Only a few countries, all largely in East Asia, have grown rapidly enough to bridge much of the gap with the rich world in one generation: Japan (the 1950s to 1970s), South Korea, Taiwan, Singapore and Hong Kong (the 1960s to 1980s), and China (the 1980s to the present). Each saw growth of 8–10 per cent annually for 20 or more years, followed by at least 6 per cent growth for another 10 years once they achieved middle-income levels. Our best growth episode was the eight years between 2003 and 2011 when we grew at 8 per cent.
To sustain growth, sequence policy
There has been an on-going debate about the sources of East Asian growth, in particular on the relative role of markets and government. But there is consensus on a few factors. First, all grew as exporters of manufactured goods, beginning with the export of simple items such as garments, footwear and toys. As wages rose, they moved to more sophisticated items such as electronics, appliances and cars.

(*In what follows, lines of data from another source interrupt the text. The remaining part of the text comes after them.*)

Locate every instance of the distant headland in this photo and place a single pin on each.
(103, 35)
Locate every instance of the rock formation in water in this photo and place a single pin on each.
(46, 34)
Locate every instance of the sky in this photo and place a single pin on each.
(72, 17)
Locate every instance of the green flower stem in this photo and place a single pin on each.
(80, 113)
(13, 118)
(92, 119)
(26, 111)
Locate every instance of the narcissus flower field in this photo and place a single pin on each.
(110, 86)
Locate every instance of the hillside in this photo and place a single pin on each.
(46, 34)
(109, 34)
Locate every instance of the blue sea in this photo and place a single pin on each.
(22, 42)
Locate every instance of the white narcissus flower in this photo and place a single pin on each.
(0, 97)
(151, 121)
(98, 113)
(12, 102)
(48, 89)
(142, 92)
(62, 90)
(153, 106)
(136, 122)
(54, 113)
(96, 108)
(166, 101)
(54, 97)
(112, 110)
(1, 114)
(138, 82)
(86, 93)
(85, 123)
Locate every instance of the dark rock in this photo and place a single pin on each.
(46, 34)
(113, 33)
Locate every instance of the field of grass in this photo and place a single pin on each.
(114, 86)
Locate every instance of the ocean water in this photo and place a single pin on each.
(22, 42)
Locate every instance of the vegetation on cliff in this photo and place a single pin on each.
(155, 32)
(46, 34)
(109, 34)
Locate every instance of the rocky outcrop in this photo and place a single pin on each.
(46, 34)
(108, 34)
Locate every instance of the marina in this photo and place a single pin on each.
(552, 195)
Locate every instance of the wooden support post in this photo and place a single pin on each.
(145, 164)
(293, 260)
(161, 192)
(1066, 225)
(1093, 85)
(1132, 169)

Second, all began with relatively high levels of human capital, with literacy levels ahead of their peers. They then invested sequentially in expanding their education systems, from primary to secondary and higher. Third, as wages rose and firms moved up the value-chain to more sophisticated products, they substantially increased investments in technology. Consider, for example, investments in R&D by South Korea and China relative to India. Between 1970 and 1990, investment in in-house R&D by South Korean industry grew 1000 times in real terms — the most rapid expansion worldwide of R&D investment ever. Between 1996 and 2016, investments in in-house R&D by Chinese industry grew 80 times. India has also expanded in-house R&D investment — but by a lower multiple of 13 times in the same 20-year period.
All this was accompanied by a massive change in occupation: Millions moved from rural to urban areas, and were employed in factories. The most dramatic growth driver is the movement of people from low-productivity agriculture to much higher productivity manufacturing. The 2017 Economic Survey estimates that if the entire Indian workforce had the productivity of our factory sector, we would be fifteen-times wealthier, and already as rich as South Korea. Our inability to participate in large-scale labour-intensive export manufacturing is our biggest missed development opportunity.

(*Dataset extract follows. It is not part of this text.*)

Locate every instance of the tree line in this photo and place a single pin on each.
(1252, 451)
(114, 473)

Our national priority, then, must be to catch up. If we grow 9 per cent each year for the next four years, we will achieve our $5 trillion goal by 2024. That is the first step; we will then in 2024 be as rich as Indonesia is today ($4,000). But to be as rich as China is today, we must sustain a growth rate of 9 per cent each year for 20 years. That, surely, must be our minimum aspiration — to be as rich in 20 years as China is today. What we must do to sustain growth of 9 per cent for a generation is the subject of a future article.